Re: Unstable Machine Loop

Posted: Tue Nov 03, 2009 12:30 am
by OlivierZ
Stop the gpu client.
In the directory where you have your gpu client :

Delete :
queue.dat
unitinfo.txt
work directory

Edit client.cfg (if possible with an editor like UltraEdit) :
change the value of machineid

Re: Unstable Machine Loop

Posted: Tue Nov 03, 2009 12:45 am
by paulb39
OlivierZ wrote:Stop the gpu client.
In the directory where you have your gpu client :

Delete :
queue.dat
unitinfo.txt
work directory

Edit client.cfg (if possible with an editor like UltraEdit) :
change the value of machineid
Thank you, its working now. Can any one explain why I needed to do that? What made it stop working? And does this mean all the work I did is invalid now?

Re: Unstable Machine Loop

Posted: Tue Nov 03, 2009 3:27 am
by bruce
paulb39 wrote:Thank you, its working now. Can any one explain why I needed to do that? What made it stop working? And does this mean all the work I did is invalid now?
The "unstable machine" error is designed to recognize hardware that is either defective or sufficiently overclocked or overheated that it can no longer make accurate calculations. Unfortunately I have seen situations where the WU itself is defective and it triggers the same error message. I have no way of knowing whether it's the WU or it's your hardware.

This error SHOULD stop your machine for 24 hours, and it's not doing that. The Work Server reassigned assumes (incorrectly) that the WU was corrupted during the download so it just re-sends the same WU. Hopefully this problem will be fixed either in the new client code or in the new server code.

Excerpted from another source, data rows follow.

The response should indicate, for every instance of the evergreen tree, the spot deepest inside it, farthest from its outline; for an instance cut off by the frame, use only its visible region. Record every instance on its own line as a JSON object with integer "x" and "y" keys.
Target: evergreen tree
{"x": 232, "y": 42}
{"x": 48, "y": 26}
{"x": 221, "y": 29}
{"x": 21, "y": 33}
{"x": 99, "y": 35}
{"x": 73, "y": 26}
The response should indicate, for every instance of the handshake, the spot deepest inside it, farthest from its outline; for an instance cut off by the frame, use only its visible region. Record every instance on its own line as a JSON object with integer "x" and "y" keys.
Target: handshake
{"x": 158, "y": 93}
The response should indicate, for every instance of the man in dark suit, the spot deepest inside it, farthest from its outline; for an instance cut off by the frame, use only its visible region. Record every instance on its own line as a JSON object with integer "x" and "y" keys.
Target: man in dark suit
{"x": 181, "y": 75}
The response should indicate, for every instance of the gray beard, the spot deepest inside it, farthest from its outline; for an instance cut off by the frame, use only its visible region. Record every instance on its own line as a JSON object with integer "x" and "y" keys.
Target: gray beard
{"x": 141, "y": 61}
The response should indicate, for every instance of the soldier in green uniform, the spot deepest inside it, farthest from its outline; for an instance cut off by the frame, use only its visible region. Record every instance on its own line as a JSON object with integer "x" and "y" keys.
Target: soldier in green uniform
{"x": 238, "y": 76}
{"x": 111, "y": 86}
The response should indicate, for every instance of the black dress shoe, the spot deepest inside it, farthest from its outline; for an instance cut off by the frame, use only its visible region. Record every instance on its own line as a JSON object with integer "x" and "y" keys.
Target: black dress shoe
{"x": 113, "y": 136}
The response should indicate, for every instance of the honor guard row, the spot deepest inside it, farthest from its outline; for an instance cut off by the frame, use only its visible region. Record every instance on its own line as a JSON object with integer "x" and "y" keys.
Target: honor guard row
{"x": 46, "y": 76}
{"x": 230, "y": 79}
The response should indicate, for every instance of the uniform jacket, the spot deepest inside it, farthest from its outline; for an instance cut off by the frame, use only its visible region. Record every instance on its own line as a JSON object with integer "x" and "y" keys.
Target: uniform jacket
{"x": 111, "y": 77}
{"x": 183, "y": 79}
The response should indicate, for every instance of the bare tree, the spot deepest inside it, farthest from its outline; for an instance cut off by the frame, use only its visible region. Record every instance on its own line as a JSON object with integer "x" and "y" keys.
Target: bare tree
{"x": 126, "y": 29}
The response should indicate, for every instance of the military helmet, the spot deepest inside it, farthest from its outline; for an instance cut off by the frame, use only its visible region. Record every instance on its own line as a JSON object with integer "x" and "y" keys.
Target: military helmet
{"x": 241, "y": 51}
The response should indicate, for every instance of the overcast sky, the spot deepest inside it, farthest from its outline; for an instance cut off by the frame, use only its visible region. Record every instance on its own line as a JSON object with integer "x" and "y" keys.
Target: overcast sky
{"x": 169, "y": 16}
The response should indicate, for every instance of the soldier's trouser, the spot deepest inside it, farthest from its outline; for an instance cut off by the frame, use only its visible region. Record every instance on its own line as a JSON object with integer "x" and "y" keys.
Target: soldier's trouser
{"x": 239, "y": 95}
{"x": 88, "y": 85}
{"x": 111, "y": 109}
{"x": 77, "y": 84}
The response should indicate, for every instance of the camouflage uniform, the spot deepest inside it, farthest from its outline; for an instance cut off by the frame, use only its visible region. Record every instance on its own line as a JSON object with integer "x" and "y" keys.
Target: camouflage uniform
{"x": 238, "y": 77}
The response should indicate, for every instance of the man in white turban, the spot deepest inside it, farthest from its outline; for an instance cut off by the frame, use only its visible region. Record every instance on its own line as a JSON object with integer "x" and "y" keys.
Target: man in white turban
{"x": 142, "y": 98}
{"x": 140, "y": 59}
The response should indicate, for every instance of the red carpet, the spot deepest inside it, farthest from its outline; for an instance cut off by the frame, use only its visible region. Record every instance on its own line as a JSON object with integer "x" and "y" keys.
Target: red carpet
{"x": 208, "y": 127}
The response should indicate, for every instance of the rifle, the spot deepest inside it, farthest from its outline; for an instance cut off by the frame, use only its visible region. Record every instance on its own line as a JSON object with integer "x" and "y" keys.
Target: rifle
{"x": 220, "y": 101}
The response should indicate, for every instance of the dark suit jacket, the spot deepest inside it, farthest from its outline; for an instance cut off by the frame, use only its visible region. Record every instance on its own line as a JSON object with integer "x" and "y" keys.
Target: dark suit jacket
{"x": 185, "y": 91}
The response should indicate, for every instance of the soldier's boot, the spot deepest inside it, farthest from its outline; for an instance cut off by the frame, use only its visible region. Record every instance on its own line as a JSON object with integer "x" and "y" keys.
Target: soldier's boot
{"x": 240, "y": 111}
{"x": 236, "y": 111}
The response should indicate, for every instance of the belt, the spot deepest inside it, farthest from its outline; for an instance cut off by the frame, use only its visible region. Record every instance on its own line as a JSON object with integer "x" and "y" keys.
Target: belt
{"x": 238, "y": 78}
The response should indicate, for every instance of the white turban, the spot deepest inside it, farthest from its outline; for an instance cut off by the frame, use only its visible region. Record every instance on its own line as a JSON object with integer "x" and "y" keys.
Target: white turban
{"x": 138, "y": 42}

In the portion of the log that you posted, no work was done, so the question about whether it was invalid or not doesn't really have an answer. If you want to dig up a log where some work was done, we can comment on what that log says.

You did successfully complete p5770 r13 c319 g1091 at 2009-11-01 18:18:43 (Stanford time)

Re: Unstable Machine Loop

Posted: Tue Nov 03, 2009 8:40 pm
by paulb39
bruce wrote:
paulb39 wrote:Thank you, its working now. Can any one explain why I needed to do that? What made it stop working? And does this mean all the work I did is invalid now?
The "unstable machine" error is designed to recognize hardware that is either defective or sufficiently overclocked or overheated that it can no longer make accurate calculations. Unfortunately I have seen situations where the WU itself is defective and it triggers the same error message. I have no way of knowing whether it's the WU or it's your hardware.

This error SHOULD stop your machine for 24 hours, and it's not doing that. The Work Server reassigned assumes (incorrectly) that the WU was corrupted during the download so it just re-sends the same WU. Hopefully this problem will be fixed either in the new client code or in the new server code.

In the portion of the log that you posted, no work was done, so the question about whether it was invalid or not doesn't really have an answer. If you want to dig up a log where some work was done, we can comment on what that log says.

You did successfully complete p5770 r13 c319 g1091 at 2009-11-01 18:18:43 (Stanford time)
Thanks for the info, sadly the log (status/log) doesn't go far back enough where work was successfully done.

Re: Project: 5768 (Run 7, Clone 18, Gen 529)

Posted: Tue Nov 03, 2009 9:57 pm
by OlivierZ
Try reading directly the following files in the directory of your gpu client :
FAHlog.txt
FAHlog-Prev.txt

Re: Project: 5768 (Run 7, Clone 18, Gen 529)

Posted: Wed Nov 04, 2009 2:16 am
by paulb39
OlivierZ wrote:Try reading directly the following files in the directory of your gpu client :
FAHlog.txt
FAHlog-Prev.txt

Both only go to Nov 2, doesn't show work that was successfully done.

Re: Project: 5768 (Run 7, Clone 18, Gen 529)

Posted: Sun Nov 08, 2009 3:14 pm
by paulb39
Bumping because after a couple of days its doing the same thing.

Can some one tell me why this is happening?

Posted my log in a google doc since the forums says its to many characters

http://docs.google.com/View?id=dfp79536_27hgf7qwm4